RE: The Issue of Size
- Date: Wed, 26 May 1999 11:56:57 -0400 (EDT)
- From: Michael Jones <powderfinger99@yahoo.com>
- Subject: RE: The Issue of Size
<<<
But what is the size of the pool that's needed? Any pool of capital
big enough to throw off earnings worth 2.5% of GDP has to be pretty
darn big. And it will be big regardless of whether it's held by the
Trust Fund or held by PRA's. Simply to close the gap between
4.5% and 7% of GDP, the pool of capital has to be worth roughly
65% of GDP.
>>>
Steve,
I'm with you until we get to here.
I would, in general, agree that adding a significant amount of
capital to the markets might make one wonder what, if any, effect
there would be to the markets.
It doesn't have to be a zero-sum game, as is the case with
the current Social Security program. Our economy can consume
much more capital than it currently does. More capital means
more businesses, more jobs, and more wealth. If there is any
limitation in our economy going forward, it's probably the number
of workers and the skills of workers.
The 65% of GDP calcuation ignores capital appreciation. If one
were to fund their retirement only off of earnings, then the
65% number would be correct. However, income can also be created
by realizing the appreciation of the asset.
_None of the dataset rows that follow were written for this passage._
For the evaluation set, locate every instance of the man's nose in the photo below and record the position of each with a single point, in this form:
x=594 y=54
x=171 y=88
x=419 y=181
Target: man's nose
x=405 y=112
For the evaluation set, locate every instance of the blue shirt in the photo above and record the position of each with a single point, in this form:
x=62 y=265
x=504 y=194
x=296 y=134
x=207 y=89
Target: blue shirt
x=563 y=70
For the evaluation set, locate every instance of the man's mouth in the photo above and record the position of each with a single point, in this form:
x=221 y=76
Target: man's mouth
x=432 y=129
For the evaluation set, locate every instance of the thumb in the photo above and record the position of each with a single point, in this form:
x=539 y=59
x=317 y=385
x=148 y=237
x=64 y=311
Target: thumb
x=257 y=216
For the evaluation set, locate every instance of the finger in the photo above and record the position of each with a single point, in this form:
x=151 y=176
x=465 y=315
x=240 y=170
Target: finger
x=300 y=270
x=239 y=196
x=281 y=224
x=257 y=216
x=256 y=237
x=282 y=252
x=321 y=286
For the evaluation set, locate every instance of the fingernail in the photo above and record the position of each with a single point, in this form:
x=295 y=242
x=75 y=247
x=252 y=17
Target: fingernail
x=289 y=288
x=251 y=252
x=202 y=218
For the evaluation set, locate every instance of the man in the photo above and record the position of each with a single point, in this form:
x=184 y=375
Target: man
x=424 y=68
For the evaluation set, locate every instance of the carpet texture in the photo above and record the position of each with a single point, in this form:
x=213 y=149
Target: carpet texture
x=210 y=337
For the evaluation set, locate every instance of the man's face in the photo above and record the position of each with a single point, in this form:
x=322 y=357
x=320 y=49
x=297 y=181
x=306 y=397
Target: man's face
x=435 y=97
The appreciation of
the assets are usually significantly greater than the earnings.
Here's an example:
Assume you bought $10,000 of Mobil stock in 1982. Over the years,
the stock would have paid somewhere about 2-4% in earnings.
This is right in the neighborhood of the amount required given
in your calculation.
The stock today is worth about $200,000. There is over $190,000
of capital appreciation which could be tapped for income.